Tuesday, April 01, 2008

I Have a Dream #9: Bagboy Beatdown Edition

I entered a grocery store on a rainy night (common setting for many of my most vivid dreams) to meet my mother inside, whom, I hoped, had already finished shopping and was already in a checkout lane. The store appeared to be the Hikes Point Kroger in Louisville, the main grocery for much of my childhood, prior to the remodeling that took place sometime in the early 1980s. I was an adult in the dream however. My mother’s age in the dream was indeterminate.
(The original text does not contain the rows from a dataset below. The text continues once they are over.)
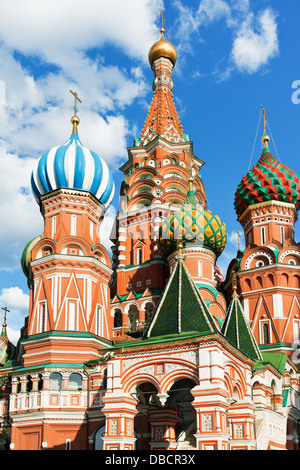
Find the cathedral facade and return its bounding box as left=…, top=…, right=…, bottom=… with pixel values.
left=0, top=26, right=300, bottom=451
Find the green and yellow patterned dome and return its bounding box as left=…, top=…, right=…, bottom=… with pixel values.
left=157, top=179, right=227, bottom=258
left=21, top=235, right=42, bottom=278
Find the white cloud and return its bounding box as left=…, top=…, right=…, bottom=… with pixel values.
left=0, top=0, right=162, bottom=64
left=217, top=229, right=245, bottom=276
left=172, top=1, right=279, bottom=78
left=0, top=287, right=29, bottom=310
left=0, top=1, right=161, bottom=280
left=231, top=8, right=279, bottom=73
left=0, top=147, right=43, bottom=272
left=99, top=205, right=117, bottom=255
left=0, top=287, right=30, bottom=344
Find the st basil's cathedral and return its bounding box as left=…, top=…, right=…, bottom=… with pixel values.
left=0, top=23, right=300, bottom=451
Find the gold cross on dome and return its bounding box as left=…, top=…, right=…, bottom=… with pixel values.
left=70, top=89, right=82, bottom=117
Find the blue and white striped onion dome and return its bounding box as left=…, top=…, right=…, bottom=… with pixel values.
left=31, top=131, right=115, bottom=208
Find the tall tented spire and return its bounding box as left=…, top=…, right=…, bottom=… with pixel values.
left=221, top=273, right=262, bottom=362
left=144, top=257, right=218, bottom=339
left=135, top=17, right=188, bottom=147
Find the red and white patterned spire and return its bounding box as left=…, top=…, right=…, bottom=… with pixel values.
left=136, top=25, right=187, bottom=146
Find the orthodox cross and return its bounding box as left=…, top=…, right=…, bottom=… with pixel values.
left=1, top=306, right=9, bottom=325
left=70, top=90, right=82, bottom=117
left=160, top=9, right=165, bottom=29
left=237, top=231, right=241, bottom=251
left=261, top=104, right=267, bottom=136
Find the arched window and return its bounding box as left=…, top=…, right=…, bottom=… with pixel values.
left=94, top=425, right=106, bottom=450
left=26, top=375, right=33, bottom=393
left=50, top=373, right=62, bottom=391
left=69, top=373, right=82, bottom=391
left=232, top=386, right=239, bottom=403
left=114, top=309, right=123, bottom=328
left=38, top=374, right=43, bottom=391
left=128, top=305, right=139, bottom=332
left=144, top=302, right=155, bottom=325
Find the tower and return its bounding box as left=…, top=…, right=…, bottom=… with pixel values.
left=227, top=107, right=300, bottom=355
left=109, top=24, right=214, bottom=340
left=3, top=95, right=115, bottom=450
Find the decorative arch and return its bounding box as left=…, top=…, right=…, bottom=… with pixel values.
left=123, top=373, right=161, bottom=395
left=56, top=236, right=92, bottom=256
left=160, top=369, right=198, bottom=395
left=223, top=361, right=247, bottom=399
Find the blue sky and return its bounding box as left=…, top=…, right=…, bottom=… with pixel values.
left=0, top=0, right=300, bottom=343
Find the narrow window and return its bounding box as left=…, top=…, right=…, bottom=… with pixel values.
left=261, top=226, right=266, bottom=245
left=68, top=301, right=76, bottom=330
left=96, top=306, right=102, bottom=336
left=136, top=247, right=142, bottom=265
left=280, top=226, right=285, bottom=243
left=51, top=216, right=56, bottom=238
left=293, top=320, right=300, bottom=343
left=198, top=260, right=202, bottom=278
left=263, top=323, right=270, bottom=344
left=71, top=214, right=77, bottom=236
left=39, top=303, right=46, bottom=333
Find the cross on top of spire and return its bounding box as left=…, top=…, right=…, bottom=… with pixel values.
left=70, top=90, right=82, bottom=134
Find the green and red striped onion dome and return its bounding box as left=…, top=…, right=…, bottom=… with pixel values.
left=157, top=188, right=227, bottom=259
left=234, top=148, right=300, bottom=218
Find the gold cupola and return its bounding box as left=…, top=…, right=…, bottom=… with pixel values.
left=148, top=19, right=177, bottom=67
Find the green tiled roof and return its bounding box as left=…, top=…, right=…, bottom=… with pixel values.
left=144, top=259, right=218, bottom=339
left=260, top=351, right=287, bottom=374
left=221, top=294, right=262, bottom=361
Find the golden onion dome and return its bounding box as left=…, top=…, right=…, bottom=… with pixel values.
left=148, top=27, right=177, bottom=67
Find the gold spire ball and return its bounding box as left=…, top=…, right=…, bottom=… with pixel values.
left=148, top=11, right=177, bottom=67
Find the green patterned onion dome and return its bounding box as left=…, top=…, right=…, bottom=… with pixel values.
left=234, top=147, right=300, bottom=218
left=0, top=326, right=15, bottom=366
left=21, top=235, right=42, bottom=278
left=157, top=185, right=227, bottom=258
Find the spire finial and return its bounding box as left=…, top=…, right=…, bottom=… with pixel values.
left=159, top=9, right=165, bottom=36
left=188, top=152, right=194, bottom=192
left=70, top=89, right=82, bottom=134
left=1, top=306, right=9, bottom=334
left=232, top=271, right=238, bottom=297
left=261, top=105, right=270, bottom=149
left=237, top=230, right=241, bottom=252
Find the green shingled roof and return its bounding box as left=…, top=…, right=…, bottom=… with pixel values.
left=144, top=259, right=218, bottom=339
left=221, top=294, right=262, bottom=361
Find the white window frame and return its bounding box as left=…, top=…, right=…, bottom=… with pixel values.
left=71, top=214, right=77, bottom=236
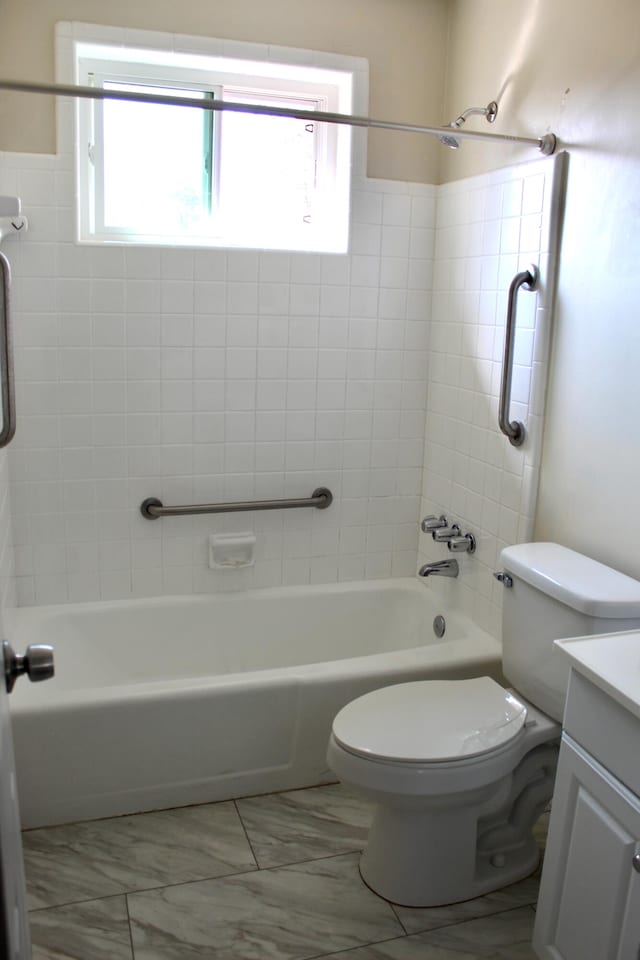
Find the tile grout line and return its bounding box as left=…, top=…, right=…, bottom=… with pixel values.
left=247, top=846, right=366, bottom=873
left=124, top=890, right=136, bottom=960
left=389, top=900, right=409, bottom=935
left=27, top=863, right=259, bottom=914
left=27, top=849, right=370, bottom=913
left=396, top=899, right=542, bottom=938
left=232, top=797, right=260, bottom=869
left=300, top=902, right=542, bottom=960
left=302, top=930, right=411, bottom=960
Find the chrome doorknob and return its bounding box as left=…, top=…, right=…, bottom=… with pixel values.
left=633, top=853, right=640, bottom=874
left=2, top=639, right=54, bottom=693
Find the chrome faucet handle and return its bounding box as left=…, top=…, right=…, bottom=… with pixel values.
left=432, top=524, right=461, bottom=542
left=448, top=533, right=476, bottom=554
left=421, top=514, right=447, bottom=533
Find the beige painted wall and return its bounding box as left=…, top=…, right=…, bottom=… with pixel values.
left=0, top=0, right=448, bottom=183
left=443, top=0, right=640, bottom=579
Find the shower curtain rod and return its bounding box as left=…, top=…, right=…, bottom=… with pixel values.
left=0, top=79, right=557, bottom=155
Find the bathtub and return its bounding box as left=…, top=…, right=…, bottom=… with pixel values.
left=6, top=578, right=501, bottom=828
My mother was, in fact, in the process of unloading her cart onto the conveyor belt as I walked into the store. As I headed toward her to help her unload, I noticed the bag boy in the next aisle. He was approximately seventeen years old, chubby-cheeked, sloppily dressed, with a curly frat-fro. He was also red-faced from exertion because he had his feet hooked into the bag holder at the end of the checkout line and was hanging upside down from it, like a kid on a jungle gym.

Unable to do his job from that position, he instead heckled customers as they left the store. “Enjoy your foods, fatty,” he yelled at an older man. “Pepsi, pepsi, pepsico,” he chanted as a woman with two young children nervously walked past him. This behavior greatly angered me for some reason, so I reached down and delivered a sharp slap across his face and firmly said, “No.” Everyone in the store stopped and watched as bagboy laboriously tried to pull himself up and unhook his feet from the bag holder. After what seemed like minutes of trying, he finally managed to get loose and roll onto the floor. Trembling with rage as he stood up, he grabbed a can of cream corn (another puzzling recurring dream element for me) and reared back as if to throw it at me. I responded with, “Don’t you…”, as I prepared to throw what I had been holding all along, two helium filled, foil balloons that said “Get Well”. Bagboy found the prospect of getting popped with gift balloons unpleasant enough to stay his hand.

At this point, I demanded that the cashier call the store manager. The manager, who resembled a short Daniel Stern, escorted me to the gumball machines and asked me to explain what had happened. “He was hanging upside down,” was my only response. As I said this, I noticed that at least a dozen other patrons had crowded closely around us, all waiting to ask the manager grocery related questions. I looked at the silently staring crowd and said, “Do you mind?” while gently pushing them away. The store manager had changed into a pleasant-faced, portly woman. She gestured to the bagboy, who continued to glare at me in the distance, and explained, “Thing is, I’m taking him to a party tonight.” Somehow, this statement made me realize that the bagboy was a “special needs” person. And I had slapped his face in public.

As we left the store, my mother glared at me as if this wasn’t the first time I’d publicly shamed her in this manner.